Designers Are Quietly Quitting These 4 Vintage Trends
Briefly

Designers Are Quietly Quitting These 4 Vintage Trends
"Florals showing up everywhere - in drapery, pillows, and upholstery - it stops feeling collected and intentional but instead starts feeling overly themed. Instead of feeling designed, it ends up feeling both dated and trendy at the same time."
"When every room features ruffles, pleats, skirted tables, and chintz to reinforce the style, it can feel predictable rather than personal. The easy solve here? Just mix in some streamlined silhouettes, and you'll create visual variety that can keep the room feeling balanced versus one-note."
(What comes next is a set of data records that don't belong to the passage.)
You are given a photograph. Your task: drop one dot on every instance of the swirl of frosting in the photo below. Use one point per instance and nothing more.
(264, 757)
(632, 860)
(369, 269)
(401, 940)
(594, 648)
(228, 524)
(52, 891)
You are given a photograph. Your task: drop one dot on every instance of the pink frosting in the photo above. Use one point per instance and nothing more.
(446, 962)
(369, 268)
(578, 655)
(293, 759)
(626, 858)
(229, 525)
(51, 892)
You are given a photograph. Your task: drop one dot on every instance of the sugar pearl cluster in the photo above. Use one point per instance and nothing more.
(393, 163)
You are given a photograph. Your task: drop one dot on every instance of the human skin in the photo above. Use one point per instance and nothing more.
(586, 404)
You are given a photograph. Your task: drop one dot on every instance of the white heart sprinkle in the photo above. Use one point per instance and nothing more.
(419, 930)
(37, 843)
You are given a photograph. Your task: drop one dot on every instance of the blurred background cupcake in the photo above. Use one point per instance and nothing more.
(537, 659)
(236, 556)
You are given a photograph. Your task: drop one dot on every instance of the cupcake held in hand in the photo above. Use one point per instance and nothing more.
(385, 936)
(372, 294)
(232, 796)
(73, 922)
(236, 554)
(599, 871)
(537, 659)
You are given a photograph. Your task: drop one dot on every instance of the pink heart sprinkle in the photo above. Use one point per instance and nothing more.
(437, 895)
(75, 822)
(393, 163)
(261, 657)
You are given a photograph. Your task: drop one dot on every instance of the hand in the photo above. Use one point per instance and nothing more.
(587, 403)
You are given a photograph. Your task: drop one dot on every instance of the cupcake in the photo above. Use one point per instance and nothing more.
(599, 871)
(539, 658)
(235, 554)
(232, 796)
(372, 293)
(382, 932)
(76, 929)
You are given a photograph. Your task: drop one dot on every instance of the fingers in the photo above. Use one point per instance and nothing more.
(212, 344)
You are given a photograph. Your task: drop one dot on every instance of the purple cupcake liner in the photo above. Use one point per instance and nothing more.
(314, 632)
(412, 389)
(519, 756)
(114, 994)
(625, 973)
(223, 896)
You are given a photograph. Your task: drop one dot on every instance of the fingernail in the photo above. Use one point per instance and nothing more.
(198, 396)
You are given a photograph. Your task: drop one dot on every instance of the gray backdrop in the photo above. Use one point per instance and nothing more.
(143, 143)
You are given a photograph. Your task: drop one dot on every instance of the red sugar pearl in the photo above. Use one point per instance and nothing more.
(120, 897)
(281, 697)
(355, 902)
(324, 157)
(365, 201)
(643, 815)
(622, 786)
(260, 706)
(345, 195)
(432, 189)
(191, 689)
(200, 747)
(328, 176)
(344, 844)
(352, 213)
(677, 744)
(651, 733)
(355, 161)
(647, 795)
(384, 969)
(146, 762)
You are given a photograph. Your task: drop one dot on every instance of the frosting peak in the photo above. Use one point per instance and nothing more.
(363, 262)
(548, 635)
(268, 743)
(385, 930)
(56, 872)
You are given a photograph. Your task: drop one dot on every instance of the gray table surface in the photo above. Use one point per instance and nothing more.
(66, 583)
Interior designers increasingly question certain vintage and secondhand trends that have become oversaturated in contemporary design. The grandmillennial aesthetic, while popular, risks feeling dated and trendy simultaneously when executed with excessive matching florals, ruffles, and chintz throughout spaces. Designers emphasize that intentional curation matters more than simply incorporating vintage pieces. The solution involves mixing streamlined silhouettes with traditional elements to create visual variety and prevent rooms from feeling one-note or predictable. Rather than avoiding secondhand items entirely, designers recommend being selective about which vintage trends to embrace, ensuring pieces feel collected and personal rather than formulaic or overly themed.